14-2-7407 State v. Hall, App. Div. (per curiam) (10 pp.) Defendant appeals from the denial of his petition for post-conviction relief . On September 25, 2000, pursuant to a plea agreement, defendant, a Jamaican national, pled guilty to two counts of first-degree armed robbery. On June 8, 2010, defendant filed a PCR petition, alleging counsel was ineffective because he failed to warn defendant about the deportation consequences of his guilty plea. The PCR judge denied the PCR request without a hearing, concluding defendant’s petition was time-barred.The PCR judge did not consider the merits of defendant’s request. On appeal, defendant argues his PCR request was not time-barred because the immigration consequences of his plea were not revealed until his 2009 release from prison, followed by the effectuation of the immigration detainer. He then consulted with counsel who advised he was subject to deportation based upon his prior guilty plea.

The record demonstrates that when the five-year filing deadline elapsed, defendant had no reason to suspect his attorney had potentially rendered ineffective assistance by failing to advise him of the deportation consequences of his guilty plea. Not until defendant was taken into custody by ICE in 2009, upon release from state custody, did he realize the consequences of his guilty plea and the possible deficiencies of his attorney’s performance. Concluding these are exceptional circumstances warranting a delay in the filing of the PCR petition, the appellate panel reverses and remands for an evidentiary hearing. \

Source – NJSBA Daily Briefing

DRUNK DRIVING — SPEEDY TRIAL

CRIMINAL LAW & PROCEDURE — DRUNK DRIVING — SPEEDY TRIAL

14-2-7618 State v. Vanderkooy, App. Div. (18 pp.) Defendant challenges his convictions for driving while intoxicated, refusal to take a breathalyzer test, and speeding in the Law Division at a trial de novo based on the record developed in the municipal court.
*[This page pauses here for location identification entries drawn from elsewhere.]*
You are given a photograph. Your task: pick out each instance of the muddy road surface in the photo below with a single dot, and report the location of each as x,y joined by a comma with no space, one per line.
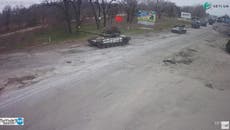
159,82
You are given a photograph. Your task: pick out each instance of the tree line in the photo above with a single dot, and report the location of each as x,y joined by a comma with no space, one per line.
69,13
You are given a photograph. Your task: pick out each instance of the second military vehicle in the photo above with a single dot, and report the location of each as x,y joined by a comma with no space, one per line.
180,29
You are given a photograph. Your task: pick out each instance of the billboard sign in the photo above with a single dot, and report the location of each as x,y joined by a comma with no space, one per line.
146,17
186,15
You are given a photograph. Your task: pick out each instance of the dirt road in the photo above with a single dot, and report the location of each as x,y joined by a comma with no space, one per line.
158,82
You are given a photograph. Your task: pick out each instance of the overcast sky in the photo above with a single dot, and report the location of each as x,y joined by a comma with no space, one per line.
214,11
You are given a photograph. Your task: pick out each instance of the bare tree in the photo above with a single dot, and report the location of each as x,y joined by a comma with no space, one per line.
130,8
7,16
77,10
94,5
65,6
105,9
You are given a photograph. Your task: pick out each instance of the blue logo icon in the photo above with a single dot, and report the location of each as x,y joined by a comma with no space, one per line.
20,121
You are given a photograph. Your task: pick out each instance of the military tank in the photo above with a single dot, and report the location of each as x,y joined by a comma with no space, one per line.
196,24
109,38
180,29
The panel affirms, finding that:

  1. defendant was not denied his right to a speedy trial where both parties are responsible for various delays, whether due to scheduling conflicts, discovery delays, or requesting a Frye hearing, the amount of time elapsed is mostly due to the Frye hearing, and defendant did not prove prejudice sufficient to warrant a speedy trial violation;
  2. defendant was not denied the requested discovery regarding the radar gun or the State’s radar gun expert;
  3. the State presented sufficient evidence of the scientific reliability of the Stalker Dual SL radar device used by police;
  4. there was sufficient evidence in the record of the operator’s training and testing of the radar device to admit the radar reading into evidence;
  5. defendant cannot establish that the municipal court judge or trial judge erred in finding the police officer’s testimony credible; and
  6. based on the officer’s observations and defendant’s conduct, it is clear that probable cause to arrest existed and the State established beyond a reasonable doubt that he is guilty of DWI.